New Jersey Supreme Court


October 28, 1997

NOREEN LONDON BATSON, PLAINTIFF-RESPONDENT,
v.
(A-3) LEDERLE LABORATORIES, A DIVISION OF AMERICAN CYANAMID COMPANY, A MAINE CORPORATION DOING BUSINESS IN THE STATE OF NEW JERSEY, DEFENDANT-APPELLANT. CATHY A. LONDON, PLAINTIFF-RESPONDENT, V. (A-4) LEDERLE LABORATORIES, A DIVISION OF AMERICAN CYANAMID COMPANY, A MAINE CORPORATION DOING BUSINESS IN THE STATE OF NEW JERSEY, DEFENDANT-APPELLANT, AND PFIZER, INC.; AND BRISTOL-MYERS SQUIBB COMPANY, KNOWN FORMERLY AS E.R. SQUIBB & SONS, INC., DEFENDANTS.

On certification to the Superior Court, Appellate Division, whose opinion is reported at 290 N.J. Super. 49 (1996) (Batson v. Lederle Laboratories). On certification to the Superior Court, Appellate Division, whose opinion is reported at 290 N.J. Super. 318 (1996) (London v. Lederle Laboratories).

(This syllabus is not part of the opinion of the Court. It has been prepared by the Office of the Clerk for the convenience of the reader. It has been neither reviewed nor approved by the Supreme Court. Please note that, in the interests of brevity, portions of any opinion may not have been summarized).

Noreen London Batson v. Lederle Laboratories (A-3-97)

Cathy A. London v. Lederle Laboratories et al (A-4-97)

Argued September 8, 1997 -- Decided October 28, 1997

PER CURIAM

The Supreme Court consolidated these cases for the purpose of its Disposition of the issues raised on appeal. These cases involve claims for teeth staining from ingestion of the drug tetracycline, an antibiotic prescribed for the treatment of upper respiratory infections.

The London matter was tried first. Cathy London was born in 1957. As a child, London was prescribed by her physician, Robert Pierce, M.D., various brands of tetracycline for the treatment of upper respiratory infections. Dr. Pierce prescribed tetracycline on fourteen different occasions from January 8, 1958 through September 4, 1964. He specifically prescribed tetracycline manufactured by Lederle on eleven occasions.

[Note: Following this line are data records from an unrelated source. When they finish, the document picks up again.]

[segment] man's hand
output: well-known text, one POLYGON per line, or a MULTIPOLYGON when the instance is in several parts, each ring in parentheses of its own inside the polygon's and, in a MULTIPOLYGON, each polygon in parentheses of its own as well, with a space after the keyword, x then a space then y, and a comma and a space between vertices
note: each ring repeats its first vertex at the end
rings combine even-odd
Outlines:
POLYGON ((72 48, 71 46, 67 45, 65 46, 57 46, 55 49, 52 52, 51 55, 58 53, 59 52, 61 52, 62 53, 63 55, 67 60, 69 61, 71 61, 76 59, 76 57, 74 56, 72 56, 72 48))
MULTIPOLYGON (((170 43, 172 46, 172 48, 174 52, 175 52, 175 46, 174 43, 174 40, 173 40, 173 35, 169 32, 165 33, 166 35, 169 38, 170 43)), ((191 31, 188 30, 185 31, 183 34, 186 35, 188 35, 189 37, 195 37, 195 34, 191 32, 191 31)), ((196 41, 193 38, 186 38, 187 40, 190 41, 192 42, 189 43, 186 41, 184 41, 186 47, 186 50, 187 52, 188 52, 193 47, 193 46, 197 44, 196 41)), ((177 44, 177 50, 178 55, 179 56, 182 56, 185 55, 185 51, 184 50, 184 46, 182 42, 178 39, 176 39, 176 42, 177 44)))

The ingestion of tetracycline drugs, particularly from birth through eight years of age, can result in the staining and discoloration of bones and teeth. London's teeth have staining that is generally associated with the use of tetracycline drugs. At trial, London testified that the discoloration of her teeth caused her to become shy, withdrawn and extremely self-conscious about smiling. London testified that she wanted to have her teeth capped but could not afford to do so on her low wages. Although London is college educated and had considered a teaching career, she rejected the idea because of her shyness.

At the Conclusion of trial, the jury was presented with twelve special interrogatories on which to base their verdict. The jury found that Lederle knew of the tooth-staining effect of tetracycline by about 1958 or 1959; the ingestion of tetracycline was the substantial factor in the staining of London's teeth; and fifty percent of the staining was caused by Lederle. Based on the jury's answers to the special interrogatories, the trial court molded the verdict and entered judgment in London's favor for $43,200 for dental expenses and $7500 for pain, suffering and emotional distress. The jury found that London was not entitled to collect punitive damages against Lederle.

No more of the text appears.